So you’ve written a screenplay. It was a passion project for you, and it was a great learning experience. Better yet, it landed you a meeting with a big time producer! You go in and pitch your script, and things seem to be going well. When you finish, she nods approvingly and says, “Not bad. What else you got?”

Uh oh.

It happens all the time. You’ve been so focused on your passion project that you haven’t developed anything else nearly as brilliant or original. If you walk into a meeting without multiple pitch-ready ideas you could be throwing away a great opportunity.

Luckily your friends at Lunacy Productions are here to help! We know that you can never have enough good ideas, so here are five creative ways to find your next great story.

1. Keep a Dream Journal

Our dreams are a direct window into our subconscious. All of our hopes and fears, our greatest passions and most human neuroses, bubble up into our sleeping minds. As storytellers we strive to find themes, characters, images, and feelings that resonate with our audience on a primal level, and there’s no better place to hunt them than in our dreams.

Start every day by writing down everything you can remember from the previous night. The weirder and more bizarre, the better! Describe moments, feelings, locations, sounds, and people. The more often you write the better able you will be to remember your dreams. You may even find yourself experiencing lucid dreams! Consulting a dream dictionary can help assign meaning to the elements of your dreams, which can, in turn, develop themes, characters, or story.
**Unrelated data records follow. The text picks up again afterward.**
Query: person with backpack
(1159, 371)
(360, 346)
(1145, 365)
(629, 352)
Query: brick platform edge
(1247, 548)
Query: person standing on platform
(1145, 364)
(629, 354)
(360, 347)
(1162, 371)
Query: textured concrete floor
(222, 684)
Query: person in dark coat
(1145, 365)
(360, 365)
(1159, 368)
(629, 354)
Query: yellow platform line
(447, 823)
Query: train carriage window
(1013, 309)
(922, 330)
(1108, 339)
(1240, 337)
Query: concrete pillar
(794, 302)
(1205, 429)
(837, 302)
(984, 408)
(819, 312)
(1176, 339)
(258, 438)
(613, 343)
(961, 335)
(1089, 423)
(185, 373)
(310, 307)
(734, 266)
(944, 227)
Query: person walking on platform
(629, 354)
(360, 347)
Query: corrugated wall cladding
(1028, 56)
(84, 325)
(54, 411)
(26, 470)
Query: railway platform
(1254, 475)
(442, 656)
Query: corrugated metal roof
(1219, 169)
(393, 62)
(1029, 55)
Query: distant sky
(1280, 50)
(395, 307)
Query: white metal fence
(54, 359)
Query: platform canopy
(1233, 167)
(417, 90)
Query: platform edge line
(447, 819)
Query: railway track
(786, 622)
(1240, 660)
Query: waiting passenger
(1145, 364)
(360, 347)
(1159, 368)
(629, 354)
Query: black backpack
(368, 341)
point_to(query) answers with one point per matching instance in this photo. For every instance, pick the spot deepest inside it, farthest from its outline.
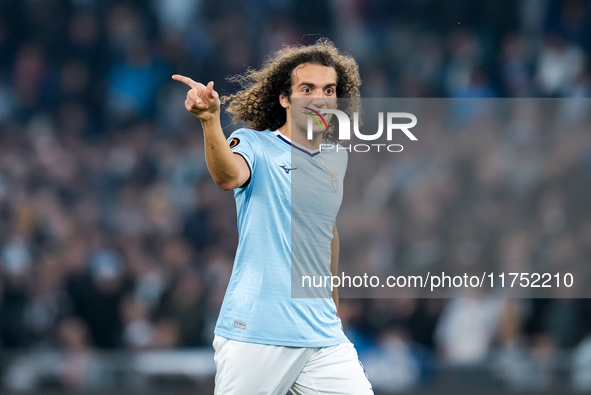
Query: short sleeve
(242, 142)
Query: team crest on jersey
(234, 142)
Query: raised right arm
(227, 169)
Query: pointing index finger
(185, 80)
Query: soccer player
(266, 341)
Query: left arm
(334, 263)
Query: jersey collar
(295, 145)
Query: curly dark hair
(257, 104)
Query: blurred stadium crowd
(113, 236)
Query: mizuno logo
(287, 169)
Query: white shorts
(248, 368)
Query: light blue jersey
(258, 306)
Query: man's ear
(284, 100)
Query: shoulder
(248, 136)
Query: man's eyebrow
(312, 84)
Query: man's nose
(319, 102)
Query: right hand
(201, 100)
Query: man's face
(313, 86)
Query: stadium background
(116, 247)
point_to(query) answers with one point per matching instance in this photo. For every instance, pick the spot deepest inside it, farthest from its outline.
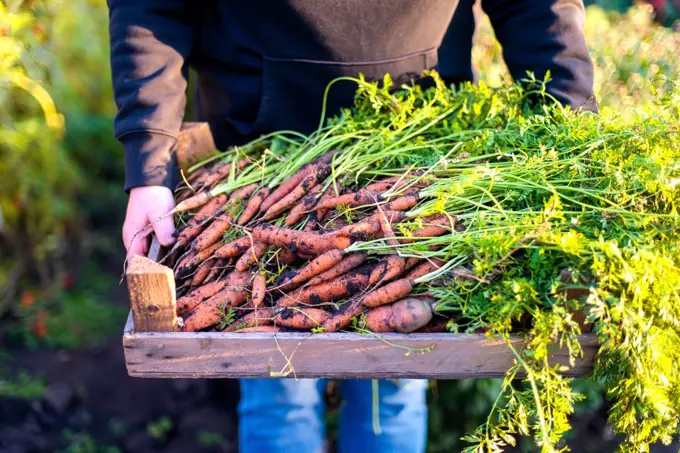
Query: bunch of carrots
(269, 259)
2. Walk through a cemetery

You can surmise a lot about a person’s life from their headstone and its proximity to others. Look for headstones with portraits, unusual quotes, or intriguing objects left in their memory. Who is this person buried next to? Is their spouse buried close by, far away, or maybe they’re next to their spouse from a second marriage? Do they have children or other family nearby? Watch visitors coming and going. How long do they stay, and what have they brought for their loved ones? Write down interesting names and look them up on the internet for some historical accuracy. Or, simply use the small amount of information you observe and let your imagination do the rest!

3. Utilize the “48 Hour Film” model

The 48 Hour Film Project is a filmmaking competition that takes place in various cities over the course of 48 hours. Entrants are given a character (e.g., “Liz Bootley, Contractor”), a line of dialog, a prop, and then they draw a genre out of a hat. While the resulting films vary wildly in quality, ideation is never a problem. The random story elements and the 48 hour deadline force contestants to push past the typical mental roadblocks and just get to work!

You don’t need a festival to try this method yourself. Write down several objects, occupations, genres, and a sentence or two (try a Random Sentence Generator or flip to an arbitrary page in a book), throw them all into a hat, and let random chance be your guide! Don’t overthink it. Write down as many ideas as you can in 15 minutes, then draw a new set of parameters and repeat. Sure, you’ll write a lot of gibberish, but you’ll also surprise yourself with some completely original ideas.

4.  Window shop at a thrift store or antique mall

Nothing gets your imagination stirring like looking through a hodge-podge of previously owned goodies with no context attached to them. Old children’s toys, once loved, now abandoned; books with dog-eared pages or annotations; unique curios or strange folk art. Imagining the timeline of a random object can begin to paint a picture of the owner and how they lived. Build these imaginary characters in your mind, and then allow their story to unfold.

5. Unplug

One of the biggest impediments to coming up with new and original ideas is that we are almost constantly bombarded by other information. Smartphones have made our lives incredibly convenient, but they’ve also put our brains in a state of information overload. We check emails, exchange texts, scan facebook, surf the web, listen to podcasts, and play video games. We can’t escape at work, in the car, even in the shower. But we can only truly focus on one thing at a time, so this constant external stimulation actually hinders creativity.

Give yourself some time for quiet reflection each day. Turn off the TV, shut the laptop, and most importantly, banish your cell phone somewhere out of sight and out of mind. Give yourself some time alone with your thoughts (but be careful not to let this peaceful time turn into a nap!). Mindfulness training has been shown to actually boost creativity and change brain chemistry, and many top companies use meditation to help their employees avoid burnout and do their best work.